In the majority of cases, psychiatric drug treatment was prescribed as a continuous medication despite the fact that both an indication for treatment and an evaluation was missing in half of the cases. When an evaluation was present it had in about 50% of the cases been documented by a nurse. Nurses working in special living facilities play a decisive role in pharmacological treatment. It is therefore important to further educate nurses in pharmacology and to evaluate effects and side effects where standardised objective instruments should be used [45]. Schmidt et al. [7] showed that increasing the resources for nurses or for interventions had no or small impact on the prescription of suitable drugs for residents in nursing homes. It was pointed out that suitable drug use is an important indication of the quality of care in special living facilities. The reasons why both indications and evaluations for the treatments were missing in half of the cases may be due to the fact that follow-up routines for drug treatment were missing and so was documentation within the residents' medical records.

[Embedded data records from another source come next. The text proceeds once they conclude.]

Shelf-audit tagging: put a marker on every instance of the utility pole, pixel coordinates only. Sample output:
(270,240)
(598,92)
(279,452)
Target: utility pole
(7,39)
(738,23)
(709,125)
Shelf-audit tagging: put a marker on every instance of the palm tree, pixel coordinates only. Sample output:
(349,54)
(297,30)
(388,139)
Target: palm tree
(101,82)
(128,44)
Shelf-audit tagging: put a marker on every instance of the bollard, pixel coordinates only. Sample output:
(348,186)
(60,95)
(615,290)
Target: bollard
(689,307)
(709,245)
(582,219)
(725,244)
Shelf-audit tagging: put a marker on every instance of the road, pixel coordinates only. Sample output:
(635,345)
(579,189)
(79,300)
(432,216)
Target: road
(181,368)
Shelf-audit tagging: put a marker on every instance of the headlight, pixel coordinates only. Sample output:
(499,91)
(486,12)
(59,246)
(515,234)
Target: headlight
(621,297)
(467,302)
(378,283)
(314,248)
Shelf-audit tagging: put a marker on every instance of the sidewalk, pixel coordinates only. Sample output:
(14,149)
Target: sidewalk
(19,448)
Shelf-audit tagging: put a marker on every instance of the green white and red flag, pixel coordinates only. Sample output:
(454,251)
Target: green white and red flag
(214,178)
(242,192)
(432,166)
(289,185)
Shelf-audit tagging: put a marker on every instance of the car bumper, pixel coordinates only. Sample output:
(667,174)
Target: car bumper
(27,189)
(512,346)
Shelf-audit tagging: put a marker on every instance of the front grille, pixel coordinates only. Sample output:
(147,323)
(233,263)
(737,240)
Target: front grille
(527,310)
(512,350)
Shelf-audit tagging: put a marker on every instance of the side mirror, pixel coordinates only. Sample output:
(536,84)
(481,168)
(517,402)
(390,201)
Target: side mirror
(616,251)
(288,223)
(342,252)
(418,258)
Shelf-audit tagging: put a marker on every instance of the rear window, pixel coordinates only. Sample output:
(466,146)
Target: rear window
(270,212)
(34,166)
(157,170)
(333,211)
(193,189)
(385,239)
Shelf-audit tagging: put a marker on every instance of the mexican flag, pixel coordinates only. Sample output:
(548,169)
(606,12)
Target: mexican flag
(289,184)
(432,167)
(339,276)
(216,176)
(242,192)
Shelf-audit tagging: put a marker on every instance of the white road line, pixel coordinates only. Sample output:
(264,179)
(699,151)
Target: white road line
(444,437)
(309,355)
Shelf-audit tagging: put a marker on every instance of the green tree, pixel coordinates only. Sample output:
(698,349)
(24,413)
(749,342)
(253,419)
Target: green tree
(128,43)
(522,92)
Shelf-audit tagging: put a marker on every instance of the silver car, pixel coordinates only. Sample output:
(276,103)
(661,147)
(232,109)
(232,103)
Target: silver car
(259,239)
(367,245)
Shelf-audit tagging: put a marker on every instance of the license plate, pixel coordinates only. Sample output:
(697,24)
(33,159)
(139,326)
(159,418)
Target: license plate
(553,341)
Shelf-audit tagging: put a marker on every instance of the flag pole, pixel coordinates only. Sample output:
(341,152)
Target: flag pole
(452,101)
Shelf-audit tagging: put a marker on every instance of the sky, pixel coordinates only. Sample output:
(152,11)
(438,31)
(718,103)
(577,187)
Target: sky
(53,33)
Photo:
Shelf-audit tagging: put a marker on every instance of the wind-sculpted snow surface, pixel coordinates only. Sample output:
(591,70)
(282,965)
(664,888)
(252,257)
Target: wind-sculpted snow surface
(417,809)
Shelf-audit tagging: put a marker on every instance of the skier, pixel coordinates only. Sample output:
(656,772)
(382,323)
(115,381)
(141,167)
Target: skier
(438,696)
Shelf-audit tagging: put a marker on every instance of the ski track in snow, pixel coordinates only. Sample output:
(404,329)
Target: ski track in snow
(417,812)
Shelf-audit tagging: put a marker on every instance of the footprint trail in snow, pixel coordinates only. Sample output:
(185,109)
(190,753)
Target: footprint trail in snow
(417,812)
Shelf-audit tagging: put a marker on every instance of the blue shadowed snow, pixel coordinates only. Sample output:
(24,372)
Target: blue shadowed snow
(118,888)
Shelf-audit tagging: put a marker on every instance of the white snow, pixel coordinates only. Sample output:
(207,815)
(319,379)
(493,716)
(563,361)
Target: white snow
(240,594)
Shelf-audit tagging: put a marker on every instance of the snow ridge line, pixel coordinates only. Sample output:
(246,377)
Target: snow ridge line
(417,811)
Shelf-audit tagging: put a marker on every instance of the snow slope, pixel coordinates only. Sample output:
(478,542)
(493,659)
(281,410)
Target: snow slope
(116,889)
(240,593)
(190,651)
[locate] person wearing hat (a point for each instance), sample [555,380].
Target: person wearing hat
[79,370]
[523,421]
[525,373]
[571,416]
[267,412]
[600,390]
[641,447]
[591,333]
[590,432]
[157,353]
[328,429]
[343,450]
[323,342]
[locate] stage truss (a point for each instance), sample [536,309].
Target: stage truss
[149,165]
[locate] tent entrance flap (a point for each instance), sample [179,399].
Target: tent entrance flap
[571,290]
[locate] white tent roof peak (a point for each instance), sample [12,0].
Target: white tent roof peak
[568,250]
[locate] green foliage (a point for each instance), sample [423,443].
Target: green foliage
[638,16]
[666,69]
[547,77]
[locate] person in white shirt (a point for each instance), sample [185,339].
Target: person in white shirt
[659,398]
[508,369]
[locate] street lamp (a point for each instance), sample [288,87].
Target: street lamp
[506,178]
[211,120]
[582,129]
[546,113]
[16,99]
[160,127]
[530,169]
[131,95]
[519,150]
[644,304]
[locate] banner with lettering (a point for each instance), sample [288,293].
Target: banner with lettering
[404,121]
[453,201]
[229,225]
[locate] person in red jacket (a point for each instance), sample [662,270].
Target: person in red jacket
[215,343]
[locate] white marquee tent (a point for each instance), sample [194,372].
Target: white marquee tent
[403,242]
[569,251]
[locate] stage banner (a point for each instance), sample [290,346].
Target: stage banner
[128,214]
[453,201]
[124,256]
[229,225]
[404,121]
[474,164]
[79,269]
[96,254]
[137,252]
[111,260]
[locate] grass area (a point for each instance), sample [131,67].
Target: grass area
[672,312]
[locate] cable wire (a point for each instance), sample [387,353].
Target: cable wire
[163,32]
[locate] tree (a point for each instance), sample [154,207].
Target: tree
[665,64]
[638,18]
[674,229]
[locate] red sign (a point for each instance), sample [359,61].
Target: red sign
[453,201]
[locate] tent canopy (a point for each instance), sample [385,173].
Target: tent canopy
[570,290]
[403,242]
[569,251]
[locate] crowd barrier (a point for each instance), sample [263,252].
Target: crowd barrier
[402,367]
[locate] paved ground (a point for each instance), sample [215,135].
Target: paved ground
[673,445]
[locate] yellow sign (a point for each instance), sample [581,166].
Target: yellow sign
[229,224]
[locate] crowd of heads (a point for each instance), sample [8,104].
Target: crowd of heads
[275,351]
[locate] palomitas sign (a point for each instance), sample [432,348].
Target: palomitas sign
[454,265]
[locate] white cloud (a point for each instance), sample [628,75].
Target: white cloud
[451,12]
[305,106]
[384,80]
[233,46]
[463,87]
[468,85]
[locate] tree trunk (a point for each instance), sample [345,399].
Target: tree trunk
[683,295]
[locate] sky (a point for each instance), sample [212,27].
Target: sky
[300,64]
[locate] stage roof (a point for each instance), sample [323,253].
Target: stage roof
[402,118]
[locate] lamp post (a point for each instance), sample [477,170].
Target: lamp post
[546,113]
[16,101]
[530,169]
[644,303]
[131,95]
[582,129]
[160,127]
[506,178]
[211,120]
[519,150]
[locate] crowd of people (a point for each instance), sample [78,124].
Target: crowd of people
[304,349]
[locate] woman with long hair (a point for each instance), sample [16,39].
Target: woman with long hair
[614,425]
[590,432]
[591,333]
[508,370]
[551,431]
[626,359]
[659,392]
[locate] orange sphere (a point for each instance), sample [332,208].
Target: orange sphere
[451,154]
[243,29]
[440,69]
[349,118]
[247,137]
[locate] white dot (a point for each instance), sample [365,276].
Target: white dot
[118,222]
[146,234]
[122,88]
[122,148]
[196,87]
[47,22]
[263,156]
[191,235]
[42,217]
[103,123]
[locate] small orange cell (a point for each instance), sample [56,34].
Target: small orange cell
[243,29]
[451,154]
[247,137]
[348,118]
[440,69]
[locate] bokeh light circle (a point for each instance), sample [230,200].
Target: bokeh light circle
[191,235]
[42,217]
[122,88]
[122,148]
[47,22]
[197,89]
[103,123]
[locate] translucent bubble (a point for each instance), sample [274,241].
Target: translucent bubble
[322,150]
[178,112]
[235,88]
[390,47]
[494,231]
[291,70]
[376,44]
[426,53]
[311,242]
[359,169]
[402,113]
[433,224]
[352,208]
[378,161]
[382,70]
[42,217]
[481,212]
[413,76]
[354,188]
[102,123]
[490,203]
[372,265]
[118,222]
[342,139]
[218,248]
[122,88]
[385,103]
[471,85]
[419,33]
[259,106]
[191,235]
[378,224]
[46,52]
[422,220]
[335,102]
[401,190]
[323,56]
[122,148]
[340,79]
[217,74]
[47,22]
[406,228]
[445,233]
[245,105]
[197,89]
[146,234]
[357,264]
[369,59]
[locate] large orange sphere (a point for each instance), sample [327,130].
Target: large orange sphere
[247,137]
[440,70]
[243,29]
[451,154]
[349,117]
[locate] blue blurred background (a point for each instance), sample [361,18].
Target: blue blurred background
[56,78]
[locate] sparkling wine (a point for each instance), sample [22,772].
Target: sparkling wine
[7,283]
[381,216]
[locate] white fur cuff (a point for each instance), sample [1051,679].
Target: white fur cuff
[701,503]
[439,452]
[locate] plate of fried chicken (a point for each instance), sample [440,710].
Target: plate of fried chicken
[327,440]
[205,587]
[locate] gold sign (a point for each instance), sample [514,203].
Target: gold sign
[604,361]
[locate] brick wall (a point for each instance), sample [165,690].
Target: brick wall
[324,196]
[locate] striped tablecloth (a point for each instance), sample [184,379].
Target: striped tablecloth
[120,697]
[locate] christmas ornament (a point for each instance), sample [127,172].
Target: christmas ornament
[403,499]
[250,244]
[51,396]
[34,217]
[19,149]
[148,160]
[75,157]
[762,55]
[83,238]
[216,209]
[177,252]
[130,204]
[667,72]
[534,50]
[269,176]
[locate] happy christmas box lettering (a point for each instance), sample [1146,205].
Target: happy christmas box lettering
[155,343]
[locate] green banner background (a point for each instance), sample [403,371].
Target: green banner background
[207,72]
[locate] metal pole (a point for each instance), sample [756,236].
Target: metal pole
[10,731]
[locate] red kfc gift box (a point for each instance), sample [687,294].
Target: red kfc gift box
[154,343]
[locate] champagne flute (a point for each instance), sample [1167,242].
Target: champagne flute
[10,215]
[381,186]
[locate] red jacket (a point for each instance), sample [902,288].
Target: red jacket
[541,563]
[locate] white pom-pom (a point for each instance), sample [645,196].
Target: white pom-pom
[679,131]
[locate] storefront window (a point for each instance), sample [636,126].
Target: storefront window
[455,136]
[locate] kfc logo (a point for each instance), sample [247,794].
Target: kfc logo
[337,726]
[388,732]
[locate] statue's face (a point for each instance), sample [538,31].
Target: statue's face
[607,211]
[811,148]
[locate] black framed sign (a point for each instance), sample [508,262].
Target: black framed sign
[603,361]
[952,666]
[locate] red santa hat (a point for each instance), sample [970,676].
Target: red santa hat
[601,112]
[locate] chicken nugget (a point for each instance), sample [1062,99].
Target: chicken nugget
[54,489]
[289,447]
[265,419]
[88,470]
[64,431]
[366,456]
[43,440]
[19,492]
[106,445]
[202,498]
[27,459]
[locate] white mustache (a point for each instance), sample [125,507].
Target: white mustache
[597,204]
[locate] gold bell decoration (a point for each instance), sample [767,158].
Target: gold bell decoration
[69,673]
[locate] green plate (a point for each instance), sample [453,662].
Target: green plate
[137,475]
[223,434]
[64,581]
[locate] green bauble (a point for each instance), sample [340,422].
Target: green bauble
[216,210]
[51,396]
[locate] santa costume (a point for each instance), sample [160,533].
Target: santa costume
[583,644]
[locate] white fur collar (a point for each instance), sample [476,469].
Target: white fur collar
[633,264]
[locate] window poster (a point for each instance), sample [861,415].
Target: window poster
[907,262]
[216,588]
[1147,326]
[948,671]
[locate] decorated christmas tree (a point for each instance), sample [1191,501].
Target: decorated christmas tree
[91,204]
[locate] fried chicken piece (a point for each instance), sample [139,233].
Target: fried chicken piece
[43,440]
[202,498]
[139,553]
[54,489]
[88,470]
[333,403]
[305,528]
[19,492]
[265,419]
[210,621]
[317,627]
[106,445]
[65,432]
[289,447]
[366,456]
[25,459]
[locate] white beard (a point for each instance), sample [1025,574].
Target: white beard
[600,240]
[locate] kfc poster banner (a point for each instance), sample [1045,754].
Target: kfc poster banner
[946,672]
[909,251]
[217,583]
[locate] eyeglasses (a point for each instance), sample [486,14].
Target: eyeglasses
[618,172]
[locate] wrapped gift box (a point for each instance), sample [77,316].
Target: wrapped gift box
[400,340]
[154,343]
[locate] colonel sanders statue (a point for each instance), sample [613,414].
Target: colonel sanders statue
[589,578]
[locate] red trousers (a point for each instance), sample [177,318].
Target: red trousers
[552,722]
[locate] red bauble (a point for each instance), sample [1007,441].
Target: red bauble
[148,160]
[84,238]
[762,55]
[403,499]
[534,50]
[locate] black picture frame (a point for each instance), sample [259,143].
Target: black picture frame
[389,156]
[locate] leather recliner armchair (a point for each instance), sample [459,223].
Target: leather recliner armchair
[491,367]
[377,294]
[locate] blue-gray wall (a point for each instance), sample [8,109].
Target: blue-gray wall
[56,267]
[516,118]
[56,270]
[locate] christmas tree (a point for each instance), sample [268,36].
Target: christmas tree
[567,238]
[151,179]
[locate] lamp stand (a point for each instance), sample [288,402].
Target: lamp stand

In this study, as many as 73% of the study population used one or more psychiatric drugs. Several national as well as international studies have shown the same thing [7, 8, 9, 10]. Worth noting is the fact that research about treatment with psychiatric drugs and the elderly has been present for several decades and similar results are presented from year to year. Different strategies have been implemented to decrease the treatment with psychiatric drugs. In the U.S. a legal framework was introduced 1987, Omnibus Budget Reconciliation Act (OBRA), which implied that psychiatric drugs are only given when an individual has been diagnosed by a psychiatrist [46]. The intervention of clinical pharmacists in nursing home units has decreased inappropriate use of psychiatric drugs [47]. Also, education programs for physicians, nurses and care personnel have decreased the prescription of less suitable drugs [48, 49]. It would be interesting to perform a prospective study where the residents were followed for 1 year. This would give us fairer information on prescription as well as indication and evaluation of treatment.

Conclusion

Of the study population, 128 (73%) used one or more psychiatric drugs. Prescribed drugs were neuroleptics (16%), anxiolytics (32%), hypnotics (45%) and anti-depressants (33%). Those who showed symptoms of anxiety, sadness, depression and sleeping problems were prescribed drugs, but the results suggest that underprescription existed. A greater prescription of neuroleptics than anti-depressants were seen for those showing signs of depression and caution with prescription of benzodiazepines was seen for those showing signs of dementia. An indication and evaluation of treatment was lacking in half of the cases. The care need was greater for individuals in nursing homes than in old-age homes. A significantly greater use of anxiolytics was seen in nursing homes and a significantly higher prescription of hypnotics were seen in old-age homes and for individuals that showed a lower care need according to Katz P-ADL index. Treatment with psychiatric drugs existed for approximately 50% of those without a determined psychiatric diagnosis.